# Onkyo TX-NR609 vs MARANTZ SR6005



## greenspanatl (Jul 24, 2011)

I am a new to the world of home theater and was comparing these the AVR's, the Onkyo is more budget friendly but I have heard that Marantz is a much better. My speaker setup follows Center Def Tech ProCenter 1000 Fronts and Surrounds ProMonitor 800  and Klipsch Reference RW-12d 12" Powered Subwoofer. 

Please let me know which option is best for me?!!


----------



## Jungle Jack (Jul 28, 2009)

Hello,
I do not think the Marantz is much better, but it does offer some Features that the Onkyo lacks that are quite important. The biggest being having Preamp Outputs for adding an Outboard Amplifier. The other is the Marantz offers Audyssey's MultEQ XT whereas the Onkyo only offers Audyssey 2EQ. 2EQ does not work on the Subwoofer Channel whereas XT places a premium on the Subwoofer Channel in terms of Processing Power.

The Onkyo offers Networked Connectivity for easy Firmware Updates, Internet Radio, Streaming of Music from your PC and other DLNA equipped Products. In addition, the 609 offers THX Post Processing. The Amplifier Section in the 609 is pretty comparable to the Marantz. Since the 608, the 600 Series has seen a major upgrade in the Amplifier Stage to meet THX Select Certification.
Cheers,
JJ


----------



## greenspanatl (Jul 24, 2011)

Hello Jack, 
Would you say it is worth it to go for the Marantz for the Audessy difference? it seems having the sub involved in the tuning would be essential.


----------



## Jungle Jack (Jul 28, 2009)

Hello,
The Marantz would be a good choice. AC4L has both A-Stock and B-Stock versions of the 6005 at an excellent price.
Cheers,
JJ


----------



## greenspanatl (Jul 24, 2011)

Alright Jack here it is, I really want the network feature of the Onkyo, so I searched for a reciever with the Same Audessy as the Marantz it is the Denon AVR-2112CI offers MultEQ XT, please tell em if this is a decent alternative to the Marantz! Thanks again


----------



## Jungle Jack (Jul 28, 2009)

Hello,
Problem with the 2112 is that it does not offer Preamp Outputs. This is a Feature that I personally consider compulsory when looking for an AVR. Only the 3312 on up offer them in the US. I think in Europe, the 2112 does offer Preamp Outputs as it does not offer the CI Features and does not share the CI Moniker.

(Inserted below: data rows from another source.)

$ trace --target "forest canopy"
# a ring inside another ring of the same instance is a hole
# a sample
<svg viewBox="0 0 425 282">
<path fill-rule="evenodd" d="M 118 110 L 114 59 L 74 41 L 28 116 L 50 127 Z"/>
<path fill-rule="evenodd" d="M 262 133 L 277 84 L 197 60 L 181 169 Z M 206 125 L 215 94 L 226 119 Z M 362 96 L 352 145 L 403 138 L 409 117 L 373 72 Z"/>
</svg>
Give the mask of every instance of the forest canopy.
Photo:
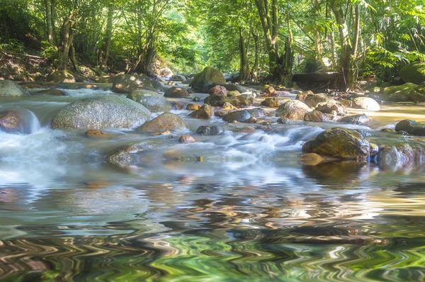
<svg viewBox="0 0 425 282">
<path fill-rule="evenodd" d="M 77 73 L 339 72 L 345 91 L 425 59 L 423 0 L 0 0 L 0 18 L 2 52 Z"/>
</svg>

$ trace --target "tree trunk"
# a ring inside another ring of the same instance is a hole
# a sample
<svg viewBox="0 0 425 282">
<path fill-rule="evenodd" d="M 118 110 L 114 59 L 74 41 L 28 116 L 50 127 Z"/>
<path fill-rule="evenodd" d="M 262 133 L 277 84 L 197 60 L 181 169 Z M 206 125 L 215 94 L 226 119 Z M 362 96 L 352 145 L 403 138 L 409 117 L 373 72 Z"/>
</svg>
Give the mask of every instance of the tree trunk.
<svg viewBox="0 0 425 282">
<path fill-rule="evenodd" d="M 109 57 L 109 47 L 112 39 L 112 28 L 113 21 L 113 6 L 112 3 L 109 4 L 108 7 L 108 23 L 106 24 L 106 30 L 105 38 L 99 52 L 99 67 L 101 69 L 106 71 L 108 65 L 108 57 Z"/>
<path fill-rule="evenodd" d="M 248 65 L 248 55 L 245 49 L 245 42 L 242 34 L 242 28 L 239 28 L 239 57 L 240 57 L 240 69 L 239 69 L 239 81 L 245 81 L 249 79 L 249 66 Z"/>
</svg>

The Onkyo TX-NR709 really is the cheapest AVR that offers all the Features to make for a true centerpiece AVR that will provide you with the flexibility to make an incredible HT. This is because it offers Preamp Outputs, Networked Functionality, Audyssey MultEQ XT, and even Marvell Qdeo Video Processing which is stellar. On the Weekends, Newegg offers great prices on many AVR's. I have not looked at what the egg sells the 709 sells on the Weekend, but the 809 was available for $699 on the Weekend and quickly sold out.
Cheers,
JJ


----------



## 1hagop (Apr 13, 2010)

AC4L has the 709 for 579!!
and I just saw the 1008 for 749!! 
Now those are some good prices!
I purchased my 5007 from them a little more than a year ago and unit was in perfect condition and have not had any problems, knock on wood!


----------



## Jungle Jack (Jul 28, 2009)

Hello,
I would go with the 1008. Especially if using 2 Subwoofers as it appears the x09's that offer Dual Subwoofer Outputs act like an internal Y Splitter as opposed to Individual Calibration as in the 1008. Add in a stronger Amplifier Stage, etc...
Cheers,
JJ


----------